By Yuriko Wahl-Immel (dpa)

Thu, January 11, 2024 at 11:17 a.m

cultural

On Haruki Murakami’s birthday, his new novel “The City and its Uncertain Wall” is being published in this country – the story of an undying love and a mysterious place at the end of the world.

Cologne/Tokyo (dpa) – She is sixteen, he is seventeen and madly in love. A tender relationship, sometime and somewhere in Japan. The best-selling author Haruki Murakami weaves a fascinating love and life story in his new novel “The City and its Uncertain Wall” and blurs the real and surreal worlds.

The title will be released in this country exactly on the Japanese writer’s 75th birthday this Friday (January 12th) – and as is often the case with Murakami, the protagonists move between dream, reality, fantasy and fiction. Murakami is one of the most important authors of contemporary Japanese literature and also enjoys cult status in the West.

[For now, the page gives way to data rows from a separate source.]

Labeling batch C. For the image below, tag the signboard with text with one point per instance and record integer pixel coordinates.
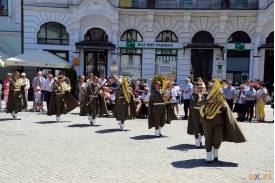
(151, 45)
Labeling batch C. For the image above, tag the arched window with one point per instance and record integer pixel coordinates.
(239, 37)
(131, 34)
(270, 38)
(53, 33)
(96, 34)
(167, 36)
(203, 37)
(130, 60)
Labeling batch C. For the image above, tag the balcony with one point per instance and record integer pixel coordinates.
(191, 4)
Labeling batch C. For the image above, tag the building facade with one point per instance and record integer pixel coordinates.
(10, 31)
(228, 39)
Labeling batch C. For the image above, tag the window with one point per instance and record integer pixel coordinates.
(167, 36)
(96, 34)
(166, 59)
(166, 62)
(53, 33)
(130, 60)
(4, 8)
(270, 38)
(130, 63)
(239, 37)
(131, 35)
(203, 37)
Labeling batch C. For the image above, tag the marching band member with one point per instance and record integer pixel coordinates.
(194, 121)
(93, 104)
(160, 110)
(124, 103)
(61, 101)
(219, 123)
(16, 101)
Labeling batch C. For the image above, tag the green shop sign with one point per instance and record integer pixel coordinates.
(220, 70)
(130, 44)
(239, 46)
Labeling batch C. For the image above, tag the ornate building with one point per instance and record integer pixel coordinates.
(230, 39)
(10, 31)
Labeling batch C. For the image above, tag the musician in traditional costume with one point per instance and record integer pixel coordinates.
(16, 102)
(171, 115)
(219, 123)
(93, 95)
(61, 101)
(124, 103)
(194, 121)
(160, 110)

His new story plays with the supernatural on several levels and again and again a mysterious city behind an insurmountable wall captivates. The first-person narrator, who remains nameless throughout the 600-plus pages, longs for the girl who, after an intimate and romantic year, suddenly disappears without explanation. “The real me lives in the city with the high walls,” she once said. Nobody can just get in or out there. But for him, the 17-year-old, there is a place there as a dream reader.

And so the adolescent’s search for his beloved begins and a mysterious, fluid transition between worlds. He finds the strange city and reads old dreams that are piled up in a library every evening. The love of his life is sitting opposite him – but, painfully, she doesn’t recognize him here.

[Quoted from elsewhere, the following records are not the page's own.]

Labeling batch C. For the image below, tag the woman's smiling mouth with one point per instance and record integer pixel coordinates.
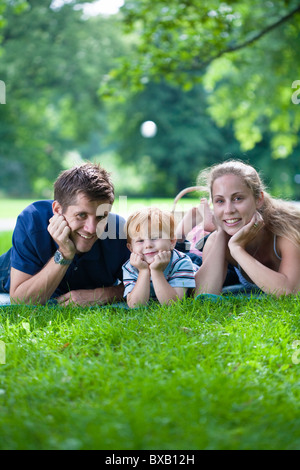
(232, 222)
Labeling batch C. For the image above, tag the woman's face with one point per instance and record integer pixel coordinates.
(233, 202)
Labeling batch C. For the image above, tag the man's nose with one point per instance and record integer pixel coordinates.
(90, 224)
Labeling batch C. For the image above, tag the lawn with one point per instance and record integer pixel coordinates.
(195, 375)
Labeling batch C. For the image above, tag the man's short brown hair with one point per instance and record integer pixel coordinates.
(89, 178)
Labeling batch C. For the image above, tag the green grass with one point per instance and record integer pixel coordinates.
(195, 375)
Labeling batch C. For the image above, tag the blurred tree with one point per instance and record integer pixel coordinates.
(186, 138)
(245, 53)
(52, 63)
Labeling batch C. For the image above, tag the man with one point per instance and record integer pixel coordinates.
(57, 251)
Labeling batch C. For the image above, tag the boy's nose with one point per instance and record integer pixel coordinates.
(229, 207)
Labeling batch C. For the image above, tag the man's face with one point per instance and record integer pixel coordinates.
(87, 220)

The novel was written during the pandemic

Murakami, who loves to travel and travels a lot, wrote the novel under the “rather strange and tense conditions” of the pandemic. “At the beginning of March 2020, when the virus began to rage in Japan,” he started, wrote day after day, hardly left the house until he finished the book at the end of 2022, as the author adds in the afterword.

Unusual: The origin of the work is an approximately 100-page story of the same name, which he published in a magazine after his studies in 1980 – when he was still running a jazz bar in Tokyo. At the time, Murakami was not convinced by the story and wanted to revise it thoroughly later, as he explains in the afterword. Because: “The text always bothered me, even bothered me, like a small bone stuck in my throat. This small bone was very important for me (as a writer and as a person).”

But at first things turned out differently. Murakami wrote a few novels, but his breakthrough came with “Naoko’s Smile” in 1987. Dozens of titles followed. Murakami’s books – translated into more than 40 languages ​​- are read by millions of people worldwide. Most recently, “The Murder of the Commendatore” (2018), “The Chronicles of the Wind-Up Bird” (2020) and “First Person Singular” (2021) also landed at the top of the German bestseller lists. Some works have been made into films.

Shadows play an important role in the new novel

Murakami sheds light on walls – both real and metaphorical – and how to overcome them. Philosophical questions about the soul, self-discovery and the subconscious resonate. The shadow is also important, this time it takes on a life of its own. The protagonist must leave his shadow behind with the strict gatekeeper to gain entry to the city where there is no time and feelings are considered useless. A dreary existence begins for the shadow; later, severely weakened, he begs to escape together. This seems to be successful – in any case, the young narrator ends up back in the world beyond the wall under mysterious circumstances.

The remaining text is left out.